Here we consider the USPAP requirement for “review” – as opposed to “audit” as enabled by EBV.
- Review is defined as “the act or process of developing an opinion about the quality of another appraiser’s work.” (USPAP definitions)
- Audit is defined as “an objective examination and evaluation,” as it applies to financial or business records.
Note that the standard emphasizes a personal “opinion,” while audit emphasizes objective examination. The appraisal standard focuses on the individual, while a business audit focuses on the document.
The main difference between appraisal review and valuation audit is reproducibility. In other words, in EBV, a second valuer can repeat (or replicate) the appraiser’s actions and arrive at the same or measurably similar result.
A critical issue with the use of USPAP for regulation – is that the reviewer’s opinion of the appraiser’s work is itself a wholly subjective opinion. Such an opinion — e.g., that USPAP law has been violated — is strictly another’s opinion of whether the appraiser’s opinion is “complete, accurate, adequate, relevant, and reasonable”.
Each of these criteria – completeness, accuracy, adequacy, relevance, and reasonableness — require the “reviewer” to form a separate opinion. If the reviewer’s opinion differs from the appraiser’s opinion, this is called a “USPAP violation” in administrative law. Then the accused appraiser is presumed to be in violation, needing to prove their work worthy of belief” to another.
Review is subjective. Audit is substantially objective. How is that a good thing?
Reproducible, auditable EBV means that a reliability score can be attached to each valuation! And when a consistent score can be attached, it means that a risk measure can be implemented.
And if a risk measure can be calculated, then the whole process is goal directed. Clients, regulators, administrators – all need to know risk. Risk of collateral loss, risk of not achieving investment goals, or risk of an unfair outcome for taxpayers, judiciary, or minority groups.

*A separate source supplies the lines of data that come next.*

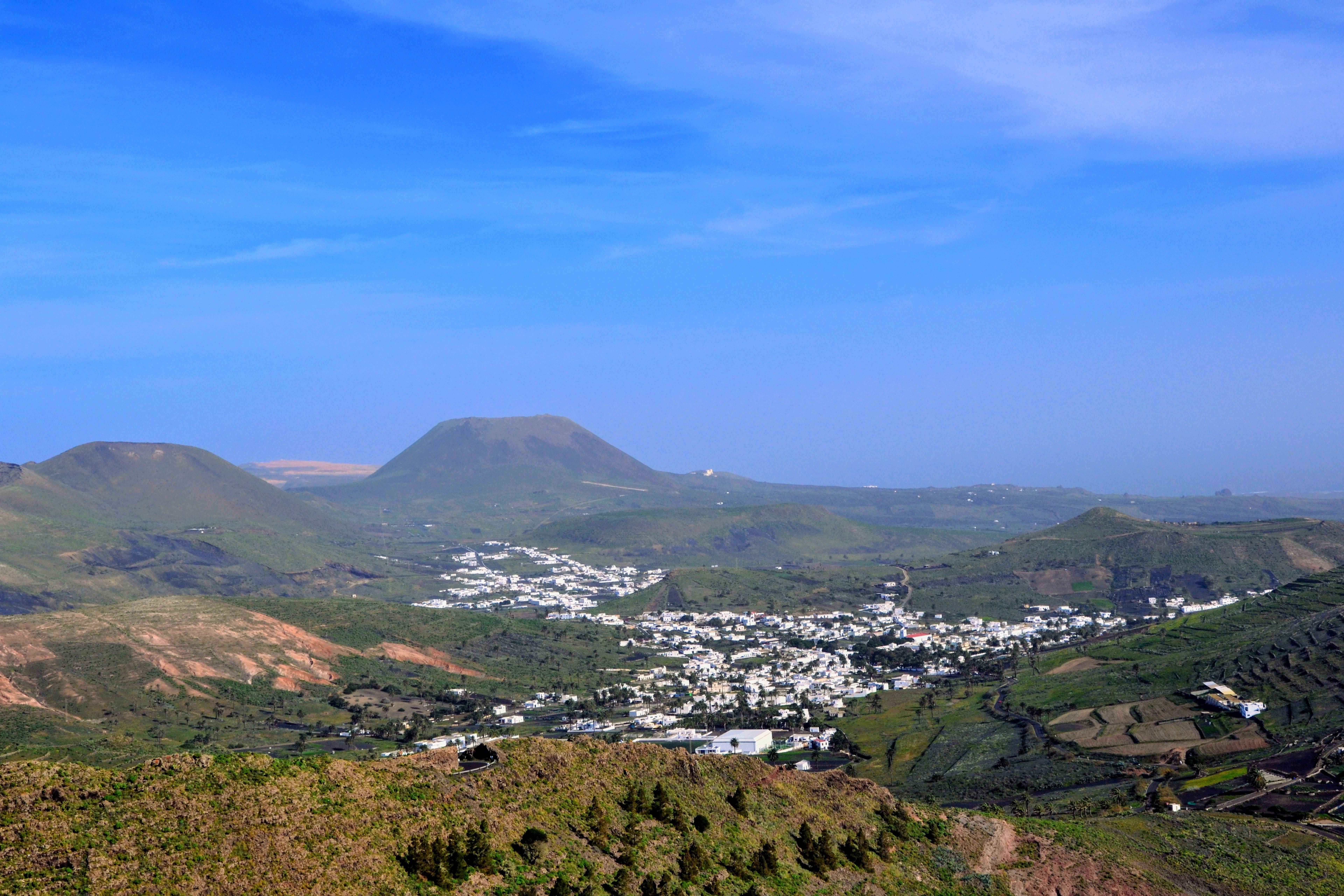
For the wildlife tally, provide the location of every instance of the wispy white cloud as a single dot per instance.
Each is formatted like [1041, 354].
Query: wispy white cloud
[579, 127]
[294, 249]
[1168, 77]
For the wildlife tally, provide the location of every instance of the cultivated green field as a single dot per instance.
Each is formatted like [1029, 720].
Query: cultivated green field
[760, 537]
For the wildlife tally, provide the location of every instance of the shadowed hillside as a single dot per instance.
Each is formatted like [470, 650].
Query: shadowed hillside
[140, 485]
[781, 534]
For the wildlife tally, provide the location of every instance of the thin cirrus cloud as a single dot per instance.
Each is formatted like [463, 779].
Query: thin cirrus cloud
[1158, 77]
[294, 249]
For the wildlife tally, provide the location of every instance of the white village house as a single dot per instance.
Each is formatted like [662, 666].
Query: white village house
[751, 741]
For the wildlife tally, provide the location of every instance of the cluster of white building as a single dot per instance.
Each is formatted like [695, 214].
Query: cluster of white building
[569, 586]
[771, 672]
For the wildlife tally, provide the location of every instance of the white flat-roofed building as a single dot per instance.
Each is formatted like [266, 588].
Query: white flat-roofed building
[749, 741]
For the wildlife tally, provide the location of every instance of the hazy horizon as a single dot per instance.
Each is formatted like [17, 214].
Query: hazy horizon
[880, 244]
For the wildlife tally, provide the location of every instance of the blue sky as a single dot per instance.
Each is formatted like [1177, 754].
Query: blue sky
[1058, 244]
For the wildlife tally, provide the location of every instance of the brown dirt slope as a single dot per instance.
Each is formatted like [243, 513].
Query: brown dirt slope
[182, 639]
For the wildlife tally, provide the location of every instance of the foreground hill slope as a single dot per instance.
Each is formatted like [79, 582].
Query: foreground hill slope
[769, 535]
[557, 817]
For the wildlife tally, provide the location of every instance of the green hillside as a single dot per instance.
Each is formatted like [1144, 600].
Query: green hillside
[1108, 561]
[585, 817]
[771, 535]
[159, 487]
[1281, 649]
[706, 590]
[113, 520]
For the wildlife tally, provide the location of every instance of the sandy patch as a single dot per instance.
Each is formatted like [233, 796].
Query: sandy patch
[1073, 715]
[162, 687]
[1155, 731]
[1163, 710]
[1081, 664]
[1304, 558]
[1061, 582]
[1155, 749]
[1117, 714]
[1077, 731]
[423, 656]
[1062, 872]
[286, 683]
[11, 696]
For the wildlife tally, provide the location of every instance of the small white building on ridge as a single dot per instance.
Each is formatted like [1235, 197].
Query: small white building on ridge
[749, 741]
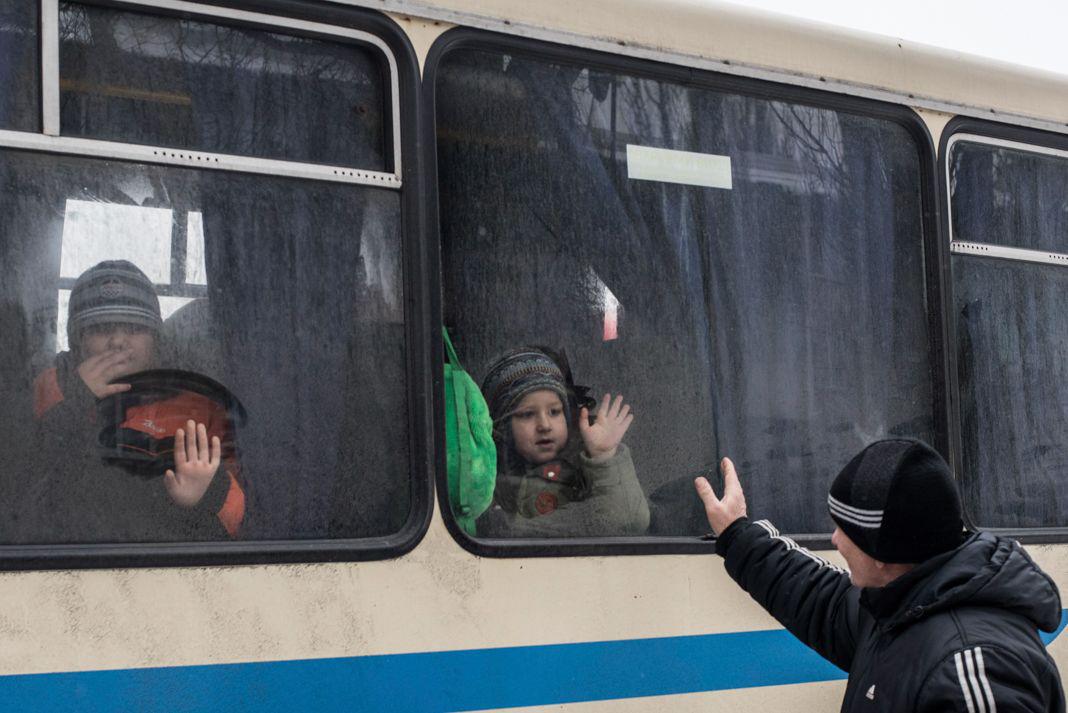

For users, especially lenders, it means a direct measure of risk, rather than a past-facing opinion of an unprovable point value. For regulators and bank auditors, it clarifies and relates the collateral risk issue with other risk issues. In particular, the risk of economic turndown can be accounted for!
For the appraiser, EBV requires some unlearning. An understanding of the imprisonment of our acts and behaviors to the outdated, obsolete process is needed to open the mind to better, faster, more accurate results.
The move to EBV requires the ability to select and analyze larger data sets – the complete market segment. The move to EBV requires questioning the old “generally accepted” process. It requires a bit of learning: of visuals, computer calculations, and economic relationships.
The payoff is good, and much more fun!
Tom Stowe
June 14, 2023 @ 12:08 pm
A review just like an audit must verify the facts first. Is the subject and comparable data factually correct? If not then the appraisal must be rejected and a new appraisal ordered or sent back for correction. The difference between rejection and correction is typically the degree of error and fraud (data that is not verifiable or an outright lie). Large data sets are going to be time consuming to fact check, whether it’s an audit or a review. In my world we review every single appraisal, and we go to court on a regular basis. In my experience audits are just as subjective as a review, either can be thorough or a rubber stamp (and I have had to deal with the consequences of the later). You emphasize in your EBV approach, repeatability of the conclusion and I applaud that. I was taught that a review was just that, could the reader follow the appraisal from start to finish and reach the same conclusion. An appraisal should be written to such a degree that the opposing side never wants to show up in court against you (which has happened several times as we waited at the courtroom door). How do you do that, get your facts right (math, verifications, all of it) and it generally makes the appraisal simple.
I have never seen an attorney bring up USPAP in court, mediation or arbitration.
Are you asking that USPAP change the definition of a review or add an audit function to the review? Or are you saying that there is no need for reviews?